Mark’s Jesus restores such outsiders to full fellowship with Israel’s God not only by healing them of that which excludes them from worship but also by later declaring all foods clean (7:19). Certainly, restoration to the social sphere is important, but the major point isn’t simple inclusion for the sake of tolerance or diversity, a very modern/postmodern read of Jesus’s mission, but restoration to liturgical worship of Almighty God (which is why Jesus the Jew has the leper go to the priest in 1:44), through the person of Jesus himself, on his powerful authority.
Jesus here remains Jewish, committed to restoring creation to God and the sick and sinners to Israel. Hence, he’s quite happy to have the leper return to the Temple and synagogue and, so, commands him to offer what Moses commanded for the cleansing of leprosy. As in Matthew and Luke, the break comes later, when Jewish resistance to the Jew Jesus leads him to form a remnant community within Israel, which will later include Gentiles.
Why does Jesus command the leper to secrecy? First, although Jesus has healed many, many people, in sending the leper to the priest, there’s a new element of risk involved: the healing may arouse unhelpful messianic expectation. Jesus has come to save his people by dying for them as a new Isaac (see Mark 1:11), not by killing for them, which is what most Jews expected the Christ to do.
Second, it sets up the irony at the end of the story, when the women are commanded to speak and remain silent. The leper here is commanded to remain silent but speaks, and Mark describes his speaking in evangelical terms: he began to “preach” (kērussō) and spread “the word” (ton logon, 1:45). Third, the leper’s disobedience might make him miss Jesus’s true identity: the sacrifice for cleansing from leprosy in Leviticus 14:3–7 involves taking two birds, slaughtering one, smearing its blood on the other, and setting that other free, much like Jesus’s blood sets free those who participate in his Body and Blood, his Eucharist (14:22–25). Obedience leads to understanding, and understanding involves knowing Jesus’s true identity and mission.

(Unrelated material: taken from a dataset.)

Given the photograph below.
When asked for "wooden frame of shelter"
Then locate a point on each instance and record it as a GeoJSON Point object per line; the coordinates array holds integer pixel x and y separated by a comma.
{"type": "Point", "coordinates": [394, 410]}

Thanks to the leper’s preaching, Jesus’s popularity soars, and even when he hides in the country, people come to him from everywhere (1:45). The first chapter, then, presents Jesus Christ Superstar. But in what follows, Jesus’s popularity will sour.
 Acts follows the same pattern: Jewish resistance to the early Church, which was exclusively Jewish in Acts 1–7, leads to the inclusion of Gentiles (Acts 8 and 10 and following).